Ok, I thought that must be the case for the "override_actuation" discrete variable. Are there any bad implications for changing the invalidation stage? Seems like it doesn't make sense for it to be set to Stage::Time?

Would I add a controller to use the Path Actuator without override actuation? Or is there a simpler way to do this?

Generalized accelerations vary linearly with muscle force at a fixed model pose, so in theory you can use whatever step size you want. I haven't actually checked this in practice though. See eq 3 in the CMC paper:

Thelen, D. G., Anderson, F. C., & Delp, S. L. (2003). Generating dynamic simulations of movement using computed muscle control. Journal of biomechanics, 36(3), 321-328.

chrisdembia commented 5 years ago

I cannot think of any negative side effects of changing the invalidation stage.

Generalized accelerations vary linearly with muscle force at a fixed model pose, so in theory you can use whatever step size you want.

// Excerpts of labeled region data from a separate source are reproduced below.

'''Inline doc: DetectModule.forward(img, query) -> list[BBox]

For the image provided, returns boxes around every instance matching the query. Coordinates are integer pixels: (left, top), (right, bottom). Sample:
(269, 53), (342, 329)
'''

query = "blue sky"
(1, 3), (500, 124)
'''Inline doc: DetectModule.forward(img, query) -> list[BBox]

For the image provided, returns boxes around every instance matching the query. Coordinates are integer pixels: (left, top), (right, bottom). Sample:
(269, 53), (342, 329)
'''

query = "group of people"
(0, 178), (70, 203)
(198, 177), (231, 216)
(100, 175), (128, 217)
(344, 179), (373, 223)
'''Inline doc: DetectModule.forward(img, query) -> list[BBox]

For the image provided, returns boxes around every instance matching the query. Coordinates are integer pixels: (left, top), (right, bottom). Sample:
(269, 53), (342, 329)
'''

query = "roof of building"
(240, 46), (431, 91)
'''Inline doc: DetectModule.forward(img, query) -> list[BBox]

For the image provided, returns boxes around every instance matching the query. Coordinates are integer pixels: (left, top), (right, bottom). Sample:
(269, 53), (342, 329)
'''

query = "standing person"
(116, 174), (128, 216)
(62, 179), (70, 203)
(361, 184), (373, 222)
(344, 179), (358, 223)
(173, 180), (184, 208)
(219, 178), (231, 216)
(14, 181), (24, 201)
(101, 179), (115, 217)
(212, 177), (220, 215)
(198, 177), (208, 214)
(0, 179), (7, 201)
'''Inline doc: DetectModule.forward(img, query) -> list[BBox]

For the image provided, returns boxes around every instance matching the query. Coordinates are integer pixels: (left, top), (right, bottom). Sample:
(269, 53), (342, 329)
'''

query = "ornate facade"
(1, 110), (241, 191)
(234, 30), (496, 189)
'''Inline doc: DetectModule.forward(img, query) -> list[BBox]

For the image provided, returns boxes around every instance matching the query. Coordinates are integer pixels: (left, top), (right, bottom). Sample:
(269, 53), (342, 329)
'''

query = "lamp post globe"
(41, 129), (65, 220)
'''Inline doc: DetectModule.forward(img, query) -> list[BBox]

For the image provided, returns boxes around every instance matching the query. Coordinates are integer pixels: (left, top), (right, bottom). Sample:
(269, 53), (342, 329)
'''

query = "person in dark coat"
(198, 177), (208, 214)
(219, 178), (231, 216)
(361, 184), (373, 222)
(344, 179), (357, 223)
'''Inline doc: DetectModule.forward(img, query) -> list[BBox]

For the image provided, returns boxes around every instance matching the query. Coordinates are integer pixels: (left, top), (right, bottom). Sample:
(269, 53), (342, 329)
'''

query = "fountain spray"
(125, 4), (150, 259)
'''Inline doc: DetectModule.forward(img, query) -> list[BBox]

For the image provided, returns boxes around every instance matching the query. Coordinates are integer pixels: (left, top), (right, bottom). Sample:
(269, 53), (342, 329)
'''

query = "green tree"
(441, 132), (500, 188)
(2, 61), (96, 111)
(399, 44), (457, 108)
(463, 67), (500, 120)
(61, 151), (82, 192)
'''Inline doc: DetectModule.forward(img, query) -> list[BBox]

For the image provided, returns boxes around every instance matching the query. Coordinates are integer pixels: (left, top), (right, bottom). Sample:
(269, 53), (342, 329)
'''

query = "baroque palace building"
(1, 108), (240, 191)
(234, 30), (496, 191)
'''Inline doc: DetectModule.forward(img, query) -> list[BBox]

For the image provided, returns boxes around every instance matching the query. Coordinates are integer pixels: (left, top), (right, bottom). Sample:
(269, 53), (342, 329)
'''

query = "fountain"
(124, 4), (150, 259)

Ah right. Well then I wonder if there is a more efficient way to compute the derivatives. I would suggest M^-1 * B, if B is the moment arm matrix, but I don't think this actually makes sense in OpenSim (because of how moment arms are computed).

By the way, I think _optimalForce for muscles is usually 1 (not max isometric force).

chrisdembia commented 5 years ago

It does seem that if controls are computed at the velocity stage, then override actuation need not invalidate all the way to the time stage.